When the law was enacted in 2002, those provisions were hailed as groundbreaking advances in the government's effort to prevent the kind of accounting scandals that led to the collapse of Enron and auditing firm Arthur Andersen.

But during the first three years since the Sarbanes-Oxley Act was enacted, only a handful of the 491 whistleblower complaints of retaliation filed with the government have resulted in rulings favoring the employee, researcher Richard Moberly found.

Of the 361 cases resolved by the Occupational Safety and Health Administration - the federal agency charged with initially investigating such complaints - only 13 decisions went in favor of the complaining whistleblower. Although a number of those decisions were appealed to Labor Department administrative law judges, only 6.5 percent of those whistleblower appeals were successful, Moberly reported.

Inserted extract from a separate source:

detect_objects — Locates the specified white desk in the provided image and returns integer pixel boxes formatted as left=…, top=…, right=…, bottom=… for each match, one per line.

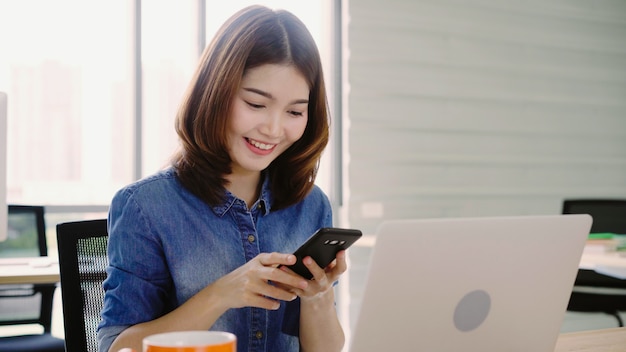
left=579, top=251, right=626, bottom=280
left=0, top=257, right=60, bottom=285
left=555, top=327, right=626, bottom=352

Financial whistleblowers whose cases are turned down by ALJs have the option of appealing those decisions to a federal administrative review board, and a number of complainants did so, the analysis said. But the review board has never ruled in favor of a SOX whistleblower, and has, in fact, overturned three of the six cases that ALJs decided in favor of an employee.

WHISTLE WHERE YOU WORK?

Moberly cited the "surprisingly low win rate" in these cases as evidence that "Sarbanes-Oxley fails to protect employee whistleblowers as Congress originally intended."

According to Moberly, this failure of Sarbanes-Oxley will discourage accountants and other corporate financial insiders from reporting accounting fraud in the future.

"Employees will report wrongdoing less frequently unless they are given credible assurances that they are safe from retaliation," the Nebraska law professor said. "Unfortunately, during the first years of its existence, Sarbanes-Oxley has not sufficiently protected whistleblowers, and thus cannot provide such assurances."

Moberly called on Congress to make several legislative changes in SOX to correct the problem, including lengthening the limitations period for retaliation claims by whistleblowers from 90 days to 180 days, and requiring both OSHA and the ALJs to "publicize and report the types of findings they make in order to better inform the public of the limitations of their decision-making."

He also suggested legislation to address "OSHA's apparent misapplication of the act's burden of proof," which makes it difficult for whistleblowers to win cases.

Additionally, he said, "Congress and OSHA could provide employees more influence and participation in the investigative process, enabling OSHA to consider both sides of the dispute more fully."

As an alternative, "Congress could consider removing OSHA as the primary investigator of Sarbanes-Oxley complaints" and allow financial fraud whistleblowers to seek protection directly from the federal courts or the Securities and Exchange Commission.